Varlık, sezgi, düşünce

Gioberti nesne ve anlık sorunlarına da sezgiden kaynaklanan bir görüşle çözüm arar. Ona göre nesne etkin, anlık edilgindir. İnsan anlığında, tanrısal bildirişin (vahy) önceden yerleştirdiği bir gerçek vardır, sezgi bu gerçeği kavramaya yarar. Bu gerçek ise “varlık vardır” biçiminde açıklanabilir. Çünkü Tanrı vardır, varolduğundan dolayı da yaratıcıdır. Varlık, varolanı yarattığından, evren ve onun kapsadığı nesneler de vardır. Bu nedenle, felsefe sorunlarının açıklanışına öncül varlık olan, Tanrı’dan başlamak gerekir. Tanrı, “varlık”tır, onun öteki varlıklarla olan bağlantısı yaratıcı gücü nedeniyledir. Bu gerçeği ancak sezgi kavrayabilir. Yaratma eylemi ise, yaratılan nesnelerin kavranabilmelerini sağlayan bir ilke durumundadır. Bu ilke, önce tanrısal bildirişle insan tininde ışır, varlığın gerçek kaynağını görmeye yardımcı olur. İşte bu görmeyi başaran da sezgidir. Gioberti’nin kuramına göre, başlangıçta Tanrı insanda, insan Tanrı’da vardır. Sonsuz olan varlıkla sonlu arasında, içten bir ilişki kurulmuştur. Suç işleyen ilk insanın “düşüş”ü bu birliği bozmuş, araya ayrılık girmiştir. İnsanın düşünme yetisi, bu düşüşten sonra, yolunu şaşırarak tutarsız düşünce dizgeleri ortaya koymuştur. Buna karşın, insan özündeki sevgi varlığını korumuştur. Sevginin anlıkta yaydığı ışın insanı önyargılara karşı uyanık tutan bir Tanrı kayrasıdır. Bu ışın düşüşten önceki durumu anımsamaya, görmeye olanak sağlar. Bu anımsamayla insan tanrısal gerçeğe yönelir. İnsandaki gerçeği arama eğiliminin nedeni bu ışındır. İnsanın bu eğilimi “varolanın varlığa dönmesi”dir. insan vardır, onu var eden gerçek varlık Tanrı’dır, varolanın varlığa dönmesi insanın Tanrı’ya yönelmesidir.
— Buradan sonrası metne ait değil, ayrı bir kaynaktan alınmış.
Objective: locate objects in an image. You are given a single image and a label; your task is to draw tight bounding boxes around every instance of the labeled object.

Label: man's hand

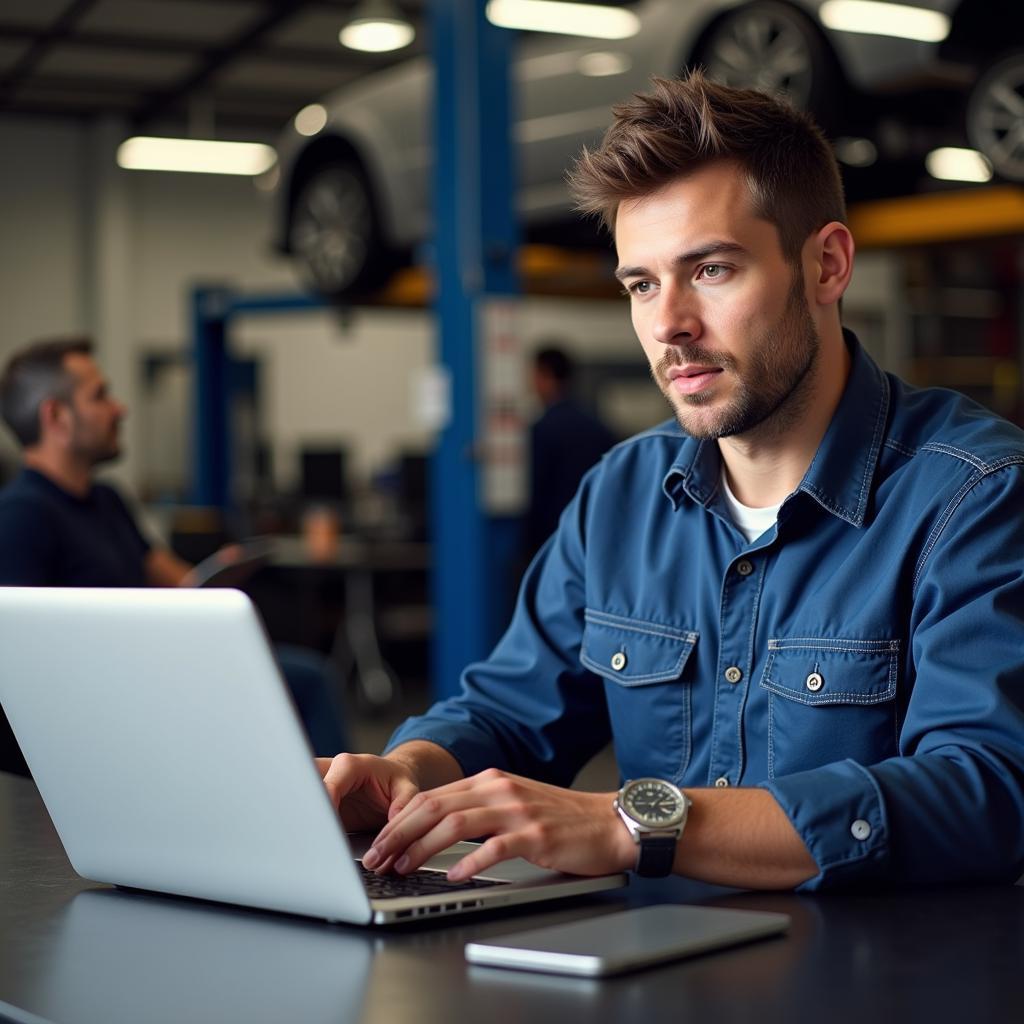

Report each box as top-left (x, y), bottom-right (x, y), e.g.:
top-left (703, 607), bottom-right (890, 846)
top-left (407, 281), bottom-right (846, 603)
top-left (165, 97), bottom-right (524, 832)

top-left (362, 768), bottom-right (636, 882)
top-left (316, 754), bottom-right (420, 831)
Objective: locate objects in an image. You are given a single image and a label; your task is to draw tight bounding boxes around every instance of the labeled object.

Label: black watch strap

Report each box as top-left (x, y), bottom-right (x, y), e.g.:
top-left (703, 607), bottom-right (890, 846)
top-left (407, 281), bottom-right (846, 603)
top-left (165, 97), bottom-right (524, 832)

top-left (636, 836), bottom-right (676, 879)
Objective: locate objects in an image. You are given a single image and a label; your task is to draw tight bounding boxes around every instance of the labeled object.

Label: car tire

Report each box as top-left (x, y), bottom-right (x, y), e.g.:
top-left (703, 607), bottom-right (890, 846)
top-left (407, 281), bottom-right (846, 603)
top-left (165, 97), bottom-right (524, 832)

top-left (288, 158), bottom-right (395, 299)
top-left (689, 0), bottom-right (838, 130)
top-left (967, 50), bottom-right (1024, 181)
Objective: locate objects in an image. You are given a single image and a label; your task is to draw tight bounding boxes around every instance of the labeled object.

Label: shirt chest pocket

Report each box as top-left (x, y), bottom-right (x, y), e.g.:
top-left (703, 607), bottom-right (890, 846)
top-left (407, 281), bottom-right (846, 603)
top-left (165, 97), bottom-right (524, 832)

top-left (761, 637), bottom-right (900, 778)
top-left (580, 608), bottom-right (697, 781)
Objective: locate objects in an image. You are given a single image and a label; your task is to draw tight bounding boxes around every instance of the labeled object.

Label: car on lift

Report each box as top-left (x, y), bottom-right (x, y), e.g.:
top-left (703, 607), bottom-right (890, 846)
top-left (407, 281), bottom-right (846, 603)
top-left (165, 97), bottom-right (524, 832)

top-left (274, 0), bottom-right (1024, 299)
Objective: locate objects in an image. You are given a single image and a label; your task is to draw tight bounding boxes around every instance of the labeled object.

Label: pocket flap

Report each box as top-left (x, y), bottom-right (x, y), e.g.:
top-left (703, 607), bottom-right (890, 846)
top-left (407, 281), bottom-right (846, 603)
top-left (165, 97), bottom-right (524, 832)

top-left (761, 637), bottom-right (900, 705)
top-left (580, 608), bottom-right (697, 686)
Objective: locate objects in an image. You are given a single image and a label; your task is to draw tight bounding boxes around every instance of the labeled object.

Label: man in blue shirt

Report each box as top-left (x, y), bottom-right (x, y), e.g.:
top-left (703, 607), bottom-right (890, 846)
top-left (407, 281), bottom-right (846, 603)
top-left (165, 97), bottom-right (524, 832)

top-left (523, 345), bottom-right (615, 567)
top-left (321, 75), bottom-right (1024, 889)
Her varolanın yaratma, düşüş ve onarma gibi üç süreci vardır. Bütün bilimlerin anahtarları bu üç süreçtir.

Gioberti’ye göre dil, Tanrı’nın insana verdiği bir düşünme ve anlatma varlığıdır. Önce insan yaratılmış, sonra Tanrı ona dil vermiştir. Yaratma evren bakımından zorunlu, Tanrı yönünden ise özgür bir edimdir. Varlıkbilimin konusu sezginin sağladığı “doğrudan doğruya düşünce”dir. Bu düşünce bireysel bir varlık değildir, insanda bulunduğu sürece doğrudur, kesindir, nesnel olarak apaçıktır. Bütün öteki düşüncelerin ortaya çıkışını sağlar. Tin bu düşüncenin ancak bir bölümünü kavrayabilir. Bütünüyle kavranmayan bu düşünce “kavranabilirüstü” denen varlık katıdır. Bu katı ancak “üstün anlık” bilebilir. Birey, düşüncenin edimleşmesidir, düşünceyi görünür evrende belirlemeye yarar. Düşünce de bireyin edimleşmesidir, çünkü düşünce bireyin özünü kapsar, birey düşüncenin anlatımı olur. Düşünceler insan tinine tanrısal bildirişle sokulur, düşünme eylemiyle, sonradan, ortaya çıkar.

Güzel ve yüce

Gioberti’nin estetiğinin özünü yücelik ve güzel kavramları oluşturur. Ona göre yaratıcı edim bütün yücelik ve güzellikleri özünde taşır. Yücelik ve güzellik kavramları duygudan öncedir. Bu nedenle estetiğin konusu duyu verileri, duygusal oluşumlar değil sezgidir. Çünkü “yücelik güzeli yaratır, güzel de yüceliğe döner”, bunu yalnız sezgi kavrayabilir. Varlık, varolandan önce olduğu için yücelik de güzelden öncedir.

Ödev

Ahlak, Gioberti’ye göre, tümel bir yasadır ve zorunludur. Bu yasanın temelini “varlık düşüncesi” oluşturur. Ahlakın biri hak, öteki ödev olmak üzere iki temel öğesi vardır, ikisi de birbirini gerektirir. Ödev Tanrı istencine uymadır, insanın Tanrı istencine uyması Tanrı’nın salt hakkıdır. Kişinin mutluluğu, esenliği bu ödevin yerine getirilmesine bağlıdır.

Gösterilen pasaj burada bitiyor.